I used to say that BPM/Workflow engines should have seen broader adoption: despite being general tools (like, say, databases), their usage was limited to niche projects. It probably didn't help that most of the original BPM "suites" were proprietary full-stack solutions that required a lot of investment (both in money and technology lock-in).

Now I'm glad this is no longer the case: there's been many open and modular options available for years now, and workflow systems are now much more common.

Applied to the right problems (an important premise! like any tool really), a worflow engine can bring a lot of value, allowing you to provide better solutions with less effort.

My (condensed) story around BPMSs

I got deeply involved with BPM Systems early on my career, over 20 years ago. It was not a common term on the software industry back then. There were no BPM software systems in the market... at least nothing close to the vision of our company founders. Since then, I see "processes" everywhere.

On my first job, (1997) I witnessed the initial efforts for a new ambitious software product. About a year or so after I joined that company, I found myself at the development team of jBPM. No, not JBoss' jBPM, that one came out many years later... after our product went through multiple indentity crises, being renamed to eTopware, then Fuegotech, Fuego, ALBPM (being acquired by BEA Systems) and then Oracle BPM (after Oracle's acquisition of BEA Systems).
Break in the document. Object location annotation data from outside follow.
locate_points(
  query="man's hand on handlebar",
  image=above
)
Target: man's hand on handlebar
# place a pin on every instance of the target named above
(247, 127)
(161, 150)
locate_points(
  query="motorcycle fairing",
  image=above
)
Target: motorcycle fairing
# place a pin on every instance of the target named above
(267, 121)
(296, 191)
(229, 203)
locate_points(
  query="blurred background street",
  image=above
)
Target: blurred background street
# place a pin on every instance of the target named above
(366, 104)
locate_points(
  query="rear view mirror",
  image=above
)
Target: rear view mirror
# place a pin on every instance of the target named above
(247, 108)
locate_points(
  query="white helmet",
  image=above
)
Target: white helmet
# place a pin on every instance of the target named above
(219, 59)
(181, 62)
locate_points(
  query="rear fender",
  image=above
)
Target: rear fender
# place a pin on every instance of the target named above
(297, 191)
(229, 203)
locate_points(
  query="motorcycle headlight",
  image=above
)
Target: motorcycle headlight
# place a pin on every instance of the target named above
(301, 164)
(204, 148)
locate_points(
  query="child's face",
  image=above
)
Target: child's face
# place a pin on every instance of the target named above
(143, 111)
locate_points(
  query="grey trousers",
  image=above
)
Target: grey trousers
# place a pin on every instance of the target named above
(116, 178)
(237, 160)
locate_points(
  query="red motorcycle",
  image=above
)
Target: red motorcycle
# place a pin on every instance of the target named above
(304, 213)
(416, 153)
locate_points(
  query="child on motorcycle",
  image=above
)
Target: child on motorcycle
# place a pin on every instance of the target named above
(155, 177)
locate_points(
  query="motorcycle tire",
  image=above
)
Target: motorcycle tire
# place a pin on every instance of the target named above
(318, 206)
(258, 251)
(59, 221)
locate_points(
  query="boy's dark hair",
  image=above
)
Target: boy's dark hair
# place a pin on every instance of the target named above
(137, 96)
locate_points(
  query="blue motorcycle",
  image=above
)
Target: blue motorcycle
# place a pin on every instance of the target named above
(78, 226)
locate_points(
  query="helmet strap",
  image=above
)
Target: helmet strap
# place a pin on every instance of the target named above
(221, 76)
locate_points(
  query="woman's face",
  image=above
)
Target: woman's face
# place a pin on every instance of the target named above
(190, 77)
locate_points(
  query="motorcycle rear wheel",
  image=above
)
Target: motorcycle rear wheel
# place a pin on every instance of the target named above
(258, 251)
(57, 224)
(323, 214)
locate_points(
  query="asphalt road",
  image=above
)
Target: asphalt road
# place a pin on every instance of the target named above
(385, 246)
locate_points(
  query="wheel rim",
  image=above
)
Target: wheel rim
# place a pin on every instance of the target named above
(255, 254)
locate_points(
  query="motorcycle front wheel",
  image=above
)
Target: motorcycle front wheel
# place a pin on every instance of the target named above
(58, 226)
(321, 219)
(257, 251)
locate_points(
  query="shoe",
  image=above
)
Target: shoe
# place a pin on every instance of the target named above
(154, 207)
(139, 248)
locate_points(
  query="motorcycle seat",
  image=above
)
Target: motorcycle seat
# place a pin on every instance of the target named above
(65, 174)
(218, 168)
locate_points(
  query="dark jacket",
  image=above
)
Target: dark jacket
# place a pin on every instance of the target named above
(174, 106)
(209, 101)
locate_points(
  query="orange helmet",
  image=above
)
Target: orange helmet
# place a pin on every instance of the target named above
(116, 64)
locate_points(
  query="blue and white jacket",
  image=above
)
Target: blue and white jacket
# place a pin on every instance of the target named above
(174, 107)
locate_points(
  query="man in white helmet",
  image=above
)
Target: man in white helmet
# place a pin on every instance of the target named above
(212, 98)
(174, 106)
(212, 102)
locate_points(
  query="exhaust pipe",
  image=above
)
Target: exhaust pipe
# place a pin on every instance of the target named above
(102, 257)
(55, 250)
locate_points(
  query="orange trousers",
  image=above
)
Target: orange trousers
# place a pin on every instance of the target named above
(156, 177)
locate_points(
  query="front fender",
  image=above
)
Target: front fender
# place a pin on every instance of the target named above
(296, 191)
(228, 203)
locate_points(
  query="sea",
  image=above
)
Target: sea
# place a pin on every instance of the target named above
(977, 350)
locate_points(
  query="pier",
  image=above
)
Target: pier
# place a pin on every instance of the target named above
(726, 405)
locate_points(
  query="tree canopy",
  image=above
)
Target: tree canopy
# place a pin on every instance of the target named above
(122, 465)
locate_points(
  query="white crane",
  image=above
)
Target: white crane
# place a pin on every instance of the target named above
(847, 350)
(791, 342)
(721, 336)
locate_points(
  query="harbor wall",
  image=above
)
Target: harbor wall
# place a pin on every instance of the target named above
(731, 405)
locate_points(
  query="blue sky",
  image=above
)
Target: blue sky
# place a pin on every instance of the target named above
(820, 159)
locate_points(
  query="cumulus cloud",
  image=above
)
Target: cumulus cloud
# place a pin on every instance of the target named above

The original version was actually implemented in C++. As soon as Java made its appearance, the project was ported: a very risky move at the time, which turned out pretty well on the long run but VERY painful in the short term. All merit goes to Emilio (as usual). We are talking Java 1.0.2 here: with no JIT compilers, no native threads, shitty APIs, and all that when a typical workstation had 16Mb of RAM.

The company got funding from investors based in the USA, and soon after that I moved there. We flew together with Eduardo, and other teammates joined us later, including my current business partner Cay. Since then, I worked for almost ten years applying BPM solutions on multiple projects across different industries. I even wrote my undergraduate "thesis", back in 2002, about BPM systems and a methodology to apply them.

Over time, and specially after I left Oracle, my involvement with BPM systems slowly decreased. However, I still see processes, everywhere.